Date of Award

1981

Degree Type

Thesis

Degree Name

Departmental Honors

First Advisor

H. Preston Thomas

Abstract

In the early fifties, the television media sought to cover criminal trials with television cameras. A few states allowed some television coverage, but they were a minority. One of these states, Texas, made constitutional history when it allowed the television coverage of the criminal trial of Billie Estes in 1962. The case had been appealed all the way to the Supreme Court, where his conviction had been reversed because of the television coverage of his trial. The Supreme Court's holding in that case had been rather ambiguous because one justice in the five - man majority, while agreeing with the result reached by the other four justices, disagreed with the scope of their decision.

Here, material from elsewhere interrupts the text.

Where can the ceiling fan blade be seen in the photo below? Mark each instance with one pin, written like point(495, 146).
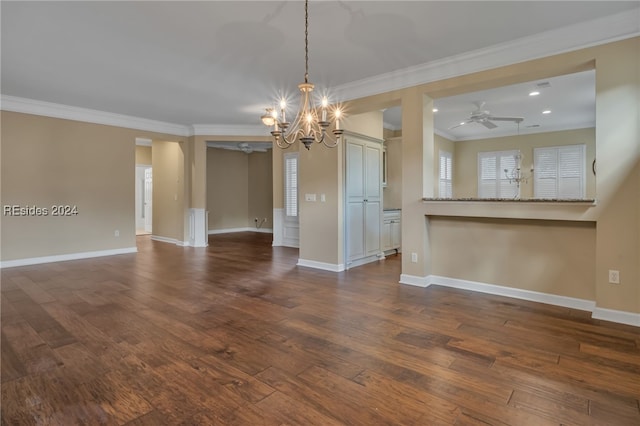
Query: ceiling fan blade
point(487, 124)
point(515, 119)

Despite the ambiguity of the Estes decision, the period of time following the 1965 decision to the mid-seventies was characterized by the prohibition of televised trials by most states. Only Colorado and Texas allowed televised trials during this period, and Texas gave in to pressure from TV trial critics and banned televised trials in 1976. The post- Estes latency period ended in 1975 when several states began allowing televised trials. Unlike the televised trials of the previous era, these new televise d trial programs were carefully laid out ahead of time under the auspices of the highest court in each state. By 1980, more states allowed televised trials than didn't . This explosion in televised trials was condoned by the United States Supreme Court in 1981 decision in Chandler v Florida.

Thus, televised trials have been allowed in two periods: an early period during the fifties and early sixties and the present period which began in the mid - seventies. The one exception to this two - period analysis of televised trials is Colorado which adopted its present program of televised trial in 1956. Colorado is unusual in another respect. Although it was one of the first states to allow televised trials, it adopted a program more like the present state programs than the sporadic experimental trials of the fifties and sixties.